Arthropods are an important group of macroorganisms that work to maintain soil biomass, trophic chains, and species diversity (Paris 1979, Schoonhoven et al. 2005). The main components of arthropod communities are phytophagous, predator, and detritivore species. Many phytophagous species attack common bean plants, becoming severe pests, and reducing agricultural productivity in tropical areas (Brader et al. 1974, Singh and Emdem 1979, Picanço et al. 2001, Radcliffe and Hutchison 2009). However, other phytophagous arthropods act as biological control for these pests by providing a food source for natural enemies and serving as antagonists (Price 1981, Schoonhoven et al. 2005, Radcliffe and Hutchison 2009).

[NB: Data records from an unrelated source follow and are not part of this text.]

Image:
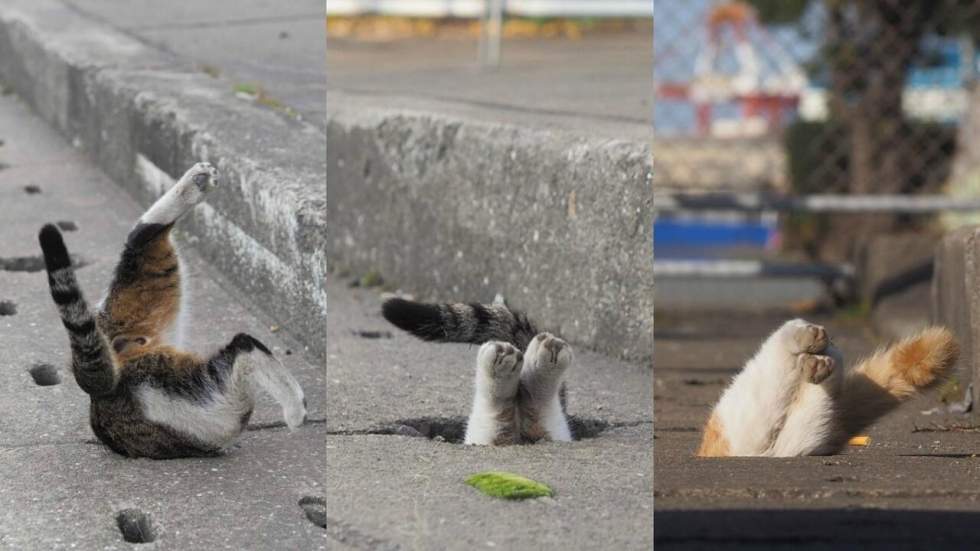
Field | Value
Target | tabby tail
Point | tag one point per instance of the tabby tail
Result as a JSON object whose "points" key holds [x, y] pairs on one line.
{"points": [[472, 323], [92, 359]]}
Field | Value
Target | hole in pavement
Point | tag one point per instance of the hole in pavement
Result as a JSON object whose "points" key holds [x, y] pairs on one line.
{"points": [[453, 429], [135, 526], [33, 263], [364, 334], [45, 374], [586, 427], [315, 509], [443, 429]]}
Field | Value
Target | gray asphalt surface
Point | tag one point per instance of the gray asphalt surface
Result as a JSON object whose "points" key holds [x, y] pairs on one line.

The chewers are a confederated group of imported pests on soybeans and common beans, and their attack retards plant development and compromises production (Schoonhoven et al. 2005, Radcliffe and Hutchison 2009). Predators are an important group for controlling insect pests by interfering, directly or indirectly, in trophic chains (Gerling et al. 2001, Pearce and Zalucki 2006). Detritivore arthropods play important roles in organic matter mineralization, soil structure, nutrient cycling (Marasas et al. 2001, Badji et al. 2007), the control of soil nematodes and fungal plant diseases, and the regulation of microorganism populations (Badji et al. 2007). These arthropods are vertically distributed between the plant canopy and the ground and are important in the conservation of natural enemies (Tomohiro and Naoki 2005, 2006).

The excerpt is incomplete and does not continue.